My mom and me
My mom and me
This week's chapter in my blog is going to be all me instead of sharing the spotlight with my mom, I wanted to create a chapter where I talk in detail about how I have seen my mom since I was little. All of these chapters have been filled with new information even to myself so I wanted to kind of share my perspective about everything I have to say about them and some extra, I guess I am using it as a space to also dedicate some sweet words to my mom in a more public setting.
Since I was little remember my mom was always the only person there next to me, she would always be there taking care of me and my sister. Always standing tall and proud, my sister and I grew up without a father figure to look up to but we did grow up with a mom who would do great at trying to be both. She would one day be dressed up like a princess playing with my sister's dolls and the next day she would be on my bed fighting me with my lightsabers. She taught me how to shave, how to tie a tie after she watched a YouTube tutorial, and even how to play sports. There wasn't a thing my mom didn't do for me, she was so amazing at being a mom that I never felt like I needed a dad in my life. Growing up with a mom like her felt as if I always had someone in my corner and that reassured me a lot now that she is at an age where she needs a lot of help with stuff I am more than glad to be in her corner.

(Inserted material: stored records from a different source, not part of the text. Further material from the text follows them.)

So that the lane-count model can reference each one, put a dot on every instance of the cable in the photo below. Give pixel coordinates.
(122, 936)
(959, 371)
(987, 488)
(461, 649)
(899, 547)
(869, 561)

Through this process of my mother moving to Portland and dealing with all the challenges that life throws at her, she has grown a lot into a person I have never seen before. She is so inspiring but from a different point of view, I would look at her with admiration towards a mother figure who could do it all but now I look at her as a person looking at another person. Human to human I see her struggle and overcome these struggles in such a way that I can't help but be impressed. She has always been my idol and she will always stay my idol, life is a difficult journey that we all have to go through but I know that if I go through that journey even a little bit like my mom did then I will be okay.